Repository files navigation

Galaxy Kubernetes Boot

Use this repo to deploy Galaxy. The repo contains Ansible playbooks to prepare a cloud image and deploy a Galaxy instance. Galaxy is deployed on a Kubernetes cluster using RKE2. The playbooks work on GCP, AWS, and OpenStack (e.g., Jetstream2).

Overview

This repo is divided into two main parts:

  1. Image Preparation: This part contains playbooks and scripts to prepare a cloud image with all necessary components pre-installed. See Image Preparation for details.
  2. Deployment: This part contains playbooks to deploy the prepared image onto a RKE2 Kubernetes cluster. The deployment playbook can also be used without a prepared image, but using a prepared image speeds up the deployment process. Documentation for the deployment process can be found below (Note: this part of the documentation is currently out of date so will require some interpretation and adjustment).

Deployment

Prerequisites

To run the playbook we need to install Ansible and some other optional requirements that are only needed to generate the inventory file with the bin/inventory.sh script.
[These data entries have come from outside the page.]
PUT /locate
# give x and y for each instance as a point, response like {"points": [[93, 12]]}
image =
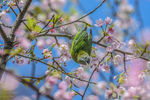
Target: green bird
{"points": [[82, 47]]}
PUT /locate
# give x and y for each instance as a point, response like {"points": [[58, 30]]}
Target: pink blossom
{"points": [[108, 20], [2, 52], [6, 80], [63, 85], [51, 80], [41, 43], [24, 42], [137, 66], [67, 96], [99, 88], [59, 95], [111, 30], [99, 23], [45, 50], [146, 34], [92, 97], [131, 43], [106, 68], [22, 98], [110, 39]]}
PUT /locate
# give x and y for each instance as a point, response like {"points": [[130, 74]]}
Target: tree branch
{"points": [[19, 18], [3, 34]]}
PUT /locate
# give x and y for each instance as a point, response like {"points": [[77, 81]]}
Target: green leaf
{"points": [[37, 82]]}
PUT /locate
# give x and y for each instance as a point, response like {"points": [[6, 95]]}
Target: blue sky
{"points": [[88, 5]]}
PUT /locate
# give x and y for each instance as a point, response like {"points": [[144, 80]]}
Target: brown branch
{"points": [[19, 18], [92, 75], [78, 20], [54, 68], [3, 35], [26, 82]]}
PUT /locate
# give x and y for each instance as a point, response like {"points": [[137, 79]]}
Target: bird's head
{"points": [[84, 59]]}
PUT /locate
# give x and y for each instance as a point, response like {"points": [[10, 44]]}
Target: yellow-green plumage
{"points": [[82, 47]]}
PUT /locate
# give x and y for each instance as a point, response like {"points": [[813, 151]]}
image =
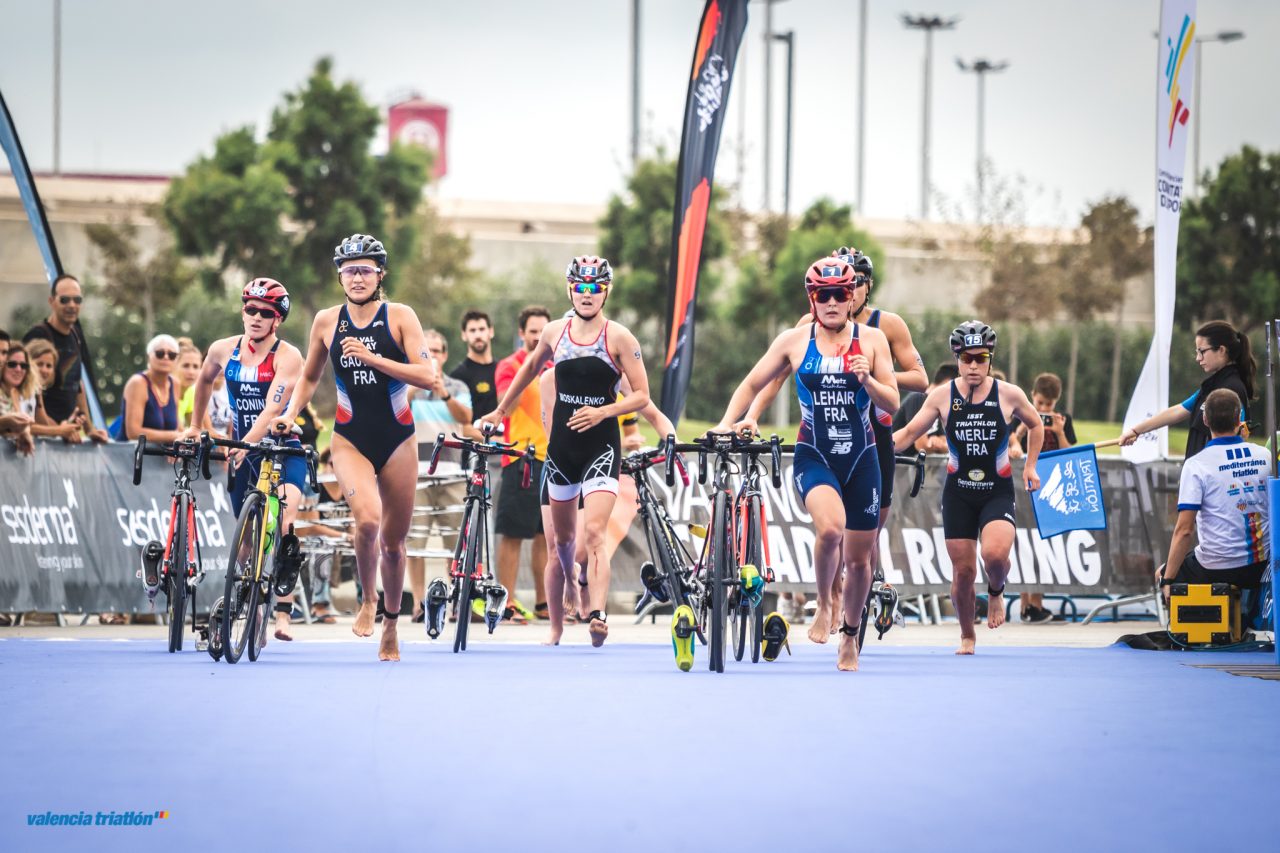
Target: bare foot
{"points": [[599, 630], [365, 617], [846, 656], [821, 629], [388, 649], [995, 610]]}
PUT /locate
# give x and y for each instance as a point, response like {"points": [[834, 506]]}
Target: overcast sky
{"points": [[539, 90]]}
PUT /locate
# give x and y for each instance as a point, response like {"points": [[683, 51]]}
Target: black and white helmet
{"points": [[359, 246], [973, 334]]}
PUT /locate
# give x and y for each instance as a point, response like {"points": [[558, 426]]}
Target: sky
{"points": [[539, 92]]}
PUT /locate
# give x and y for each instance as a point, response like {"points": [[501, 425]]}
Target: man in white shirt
{"points": [[1223, 488]]}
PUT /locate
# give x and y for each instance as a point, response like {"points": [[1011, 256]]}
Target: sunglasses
{"points": [[350, 273], [824, 295]]}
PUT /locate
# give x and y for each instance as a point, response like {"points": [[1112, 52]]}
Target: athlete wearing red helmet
{"points": [[260, 372], [841, 369]]}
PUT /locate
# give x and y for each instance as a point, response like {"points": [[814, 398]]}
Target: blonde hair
{"points": [[30, 386]]}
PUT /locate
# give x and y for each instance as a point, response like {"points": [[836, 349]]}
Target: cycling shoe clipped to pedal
{"points": [[152, 553], [753, 584], [288, 564], [437, 606], [887, 614], [654, 582], [494, 605], [682, 628], [776, 633]]}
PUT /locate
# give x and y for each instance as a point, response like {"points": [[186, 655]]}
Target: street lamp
{"points": [[1225, 36], [982, 67], [928, 23], [787, 37]]}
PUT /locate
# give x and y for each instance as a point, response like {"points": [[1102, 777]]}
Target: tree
{"points": [[1095, 276], [1229, 243], [135, 281], [278, 208]]}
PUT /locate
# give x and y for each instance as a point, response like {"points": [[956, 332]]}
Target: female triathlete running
{"points": [[590, 356], [378, 350], [842, 369], [978, 496]]}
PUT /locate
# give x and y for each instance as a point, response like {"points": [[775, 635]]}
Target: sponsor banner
{"points": [[1116, 560], [714, 54], [1175, 73], [72, 528], [1070, 492]]}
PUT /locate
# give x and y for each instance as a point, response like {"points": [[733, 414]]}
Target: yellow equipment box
{"points": [[1205, 614]]}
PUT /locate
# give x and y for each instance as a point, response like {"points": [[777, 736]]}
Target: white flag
{"points": [[1174, 74]]}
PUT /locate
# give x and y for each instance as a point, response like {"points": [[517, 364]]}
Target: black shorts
{"points": [[1246, 576], [885, 452], [965, 515], [517, 514]]}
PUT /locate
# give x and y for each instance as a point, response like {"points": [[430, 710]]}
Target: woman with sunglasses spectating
{"points": [[378, 351], [978, 496], [842, 369], [584, 454]]}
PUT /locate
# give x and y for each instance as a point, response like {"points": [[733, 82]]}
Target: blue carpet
{"points": [[525, 748]]}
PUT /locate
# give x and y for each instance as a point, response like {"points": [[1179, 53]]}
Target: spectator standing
{"points": [[444, 407], [1059, 433], [150, 398], [519, 516], [478, 369], [65, 396]]}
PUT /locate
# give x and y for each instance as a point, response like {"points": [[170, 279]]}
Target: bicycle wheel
{"points": [[176, 585], [241, 589], [721, 555]]}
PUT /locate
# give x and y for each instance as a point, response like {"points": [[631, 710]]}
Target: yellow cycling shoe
{"points": [[682, 637], [776, 632]]}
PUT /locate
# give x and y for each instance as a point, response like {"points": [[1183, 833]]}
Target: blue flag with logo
{"points": [[1070, 492]]}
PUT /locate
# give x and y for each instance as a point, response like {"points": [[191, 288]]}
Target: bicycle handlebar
{"points": [[183, 448]]}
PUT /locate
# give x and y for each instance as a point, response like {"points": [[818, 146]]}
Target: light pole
{"points": [[787, 37], [635, 83], [1225, 36], [862, 104], [928, 24], [982, 67]]}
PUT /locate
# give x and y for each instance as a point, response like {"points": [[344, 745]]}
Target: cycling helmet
{"points": [[359, 246], [589, 268], [973, 334], [270, 291], [828, 272]]}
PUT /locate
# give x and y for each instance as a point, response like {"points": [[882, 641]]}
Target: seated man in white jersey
{"points": [[1224, 492]]}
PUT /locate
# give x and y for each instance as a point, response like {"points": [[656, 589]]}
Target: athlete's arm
{"points": [[931, 410], [1168, 418], [318, 354], [625, 351], [878, 381], [771, 365], [1025, 413], [214, 364], [288, 368], [913, 377], [526, 373]]}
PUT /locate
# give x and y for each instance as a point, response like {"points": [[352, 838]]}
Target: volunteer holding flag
{"points": [[978, 496]]}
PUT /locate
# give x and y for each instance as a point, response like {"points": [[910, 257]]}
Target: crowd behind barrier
{"points": [[72, 527]]}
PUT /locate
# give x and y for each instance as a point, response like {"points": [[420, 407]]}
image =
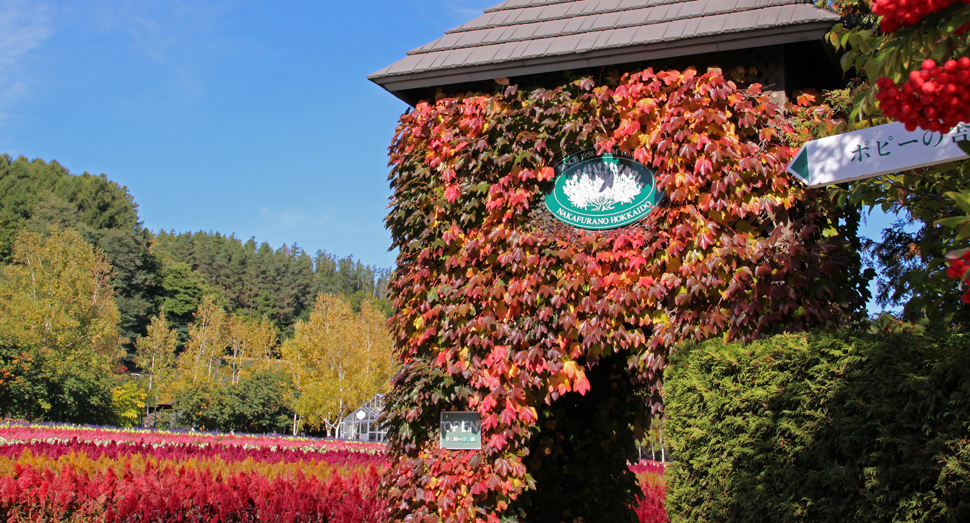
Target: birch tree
{"points": [[338, 359], [207, 344], [251, 346]]}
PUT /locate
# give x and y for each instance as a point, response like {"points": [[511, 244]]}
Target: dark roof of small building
{"points": [[519, 37]]}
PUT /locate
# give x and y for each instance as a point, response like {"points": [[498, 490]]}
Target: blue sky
{"points": [[247, 116], [238, 116]]}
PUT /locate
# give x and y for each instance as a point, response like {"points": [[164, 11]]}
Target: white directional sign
{"points": [[875, 151]]}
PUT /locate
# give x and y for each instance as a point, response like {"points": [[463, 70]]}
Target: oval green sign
{"points": [[602, 191]]}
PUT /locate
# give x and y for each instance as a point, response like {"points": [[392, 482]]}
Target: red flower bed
{"points": [[132, 476]]}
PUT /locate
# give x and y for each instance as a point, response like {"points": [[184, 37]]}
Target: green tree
{"points": [[911, 253], [36, 194], [128, 401], [182, 294], [155, 356], [58, 330]]}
The easiest way to install the requirements is to use pip.

python3 -m venv .venv
source .venv/bin/activate
pip install -r requirements.txt

If the host is a barebones Ubuntu, Ansible can be installed with the following commands:

sudo apt install software-properties-common
sudo add-apt-repository --yes --update ppa:ansible/ansible
sudo apt install ansible

Launching the VM

Use the provided launch script to create a VM. The script handles both persistent disk creation and existing disk attachment scenarios.

The VM uses Ubuntu 24.04 image with a root file system of at least 30GB. Security groups should have ports 22 and 80 open. The persistent disk is automatically formatted, mounted at /mnt/block_storage, and configured for the Galaxy deployment.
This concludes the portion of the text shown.